Jak smog wpływa na stan wawelskich zabytków

Wawel fot. Krzysztof Kalinowski/LoveKraków.pl

W Zamku Królewskim na Wawelu otwarto wystawę „Sztuka konserwacji – konserwacja sztuki”. To dobra okazja, aby przyjrzeć się z bliska efektom prac konserwatorów, ale i zobaczyć jak trudna i czasochłonna jest to praca. Jednak jak przyznają wawelscy konserwatorzy, w ostatnich latach jednym z głównych problemów jest … smog.

Wawelscy konserwatorzy zwracają uwagę, że od jakiegoś czasu jedną z przyczyn niszczenia zbiorów jest smog. Temat powrócił w związku z otwarciem wystawy „Sztuka konserwacji – konserwacja sztuki”.

– Na Wawelu musimy utrzymywać odpowiednie warunki klimatyczne. Dzięki temu zanieczyszczenie powietrza, które jest w Krakowie, w mniejszym stopniu wpływa destrukcyjnie na obiekty – mówi Ewa Wiłkojć, kuratorka wystawy „Sztuka konserwacji – konserwacja w sztuce”.

Zanieczyszczenia są wszędzie

Chodzi przede wszystkim o osiadanie na dziełach sztuki zanieczyszczeń, które następnie przenikają do struktury obiektu i powoli doprowadzają do jego niszczenia. – One są wszędzie. Kiedy prowadzimy badania stężenia zanieczyszczeń, na zewnątrz jest oczywiście gorzej. Wewnątrz, kiedy nikogo nie ma jest w porządku, ale gdy w Zamku Królewskim pojawiają się zwiedzający, jakość powietrza ulega pogorszeniu. Na obuwiu czy ubraniu każdy nosi jakieś zanieczyszczenia – mówi Ewa Wiłkojć.

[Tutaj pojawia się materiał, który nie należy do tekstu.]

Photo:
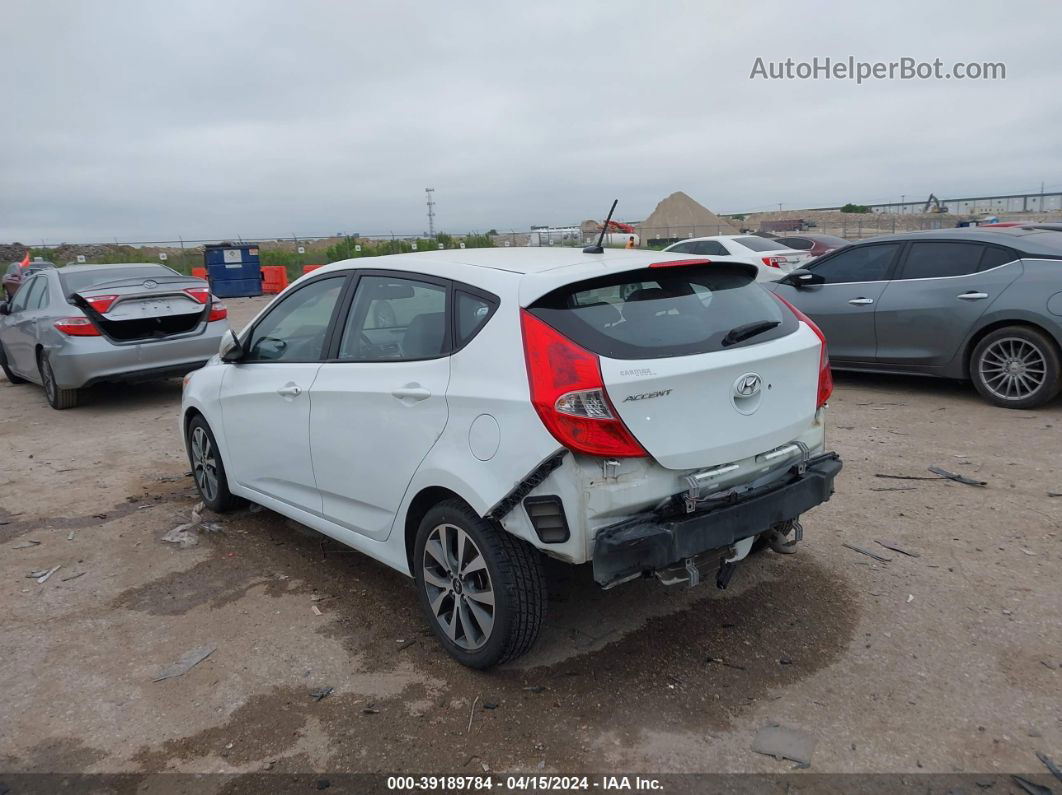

Dodaje, że jest na to jednak sposób. – Nie bez powodu obowiązują pewne ograniczenia, jeśli chodzi o liczbę zwiedzających. Nad tym należy intensywnie czuwać – przyznaje.

To jednak nie wszystko. – Należy pamiętać też o tym, że każdy odwiedzający ma swoją florę bakteryjną. Różnego rodzaju grzyby, bakterie i wirusy też sprawiają, że dzieła powoli ulegają zniszczeniu. Za przykład można podać nitki w arrasach – przyznaje.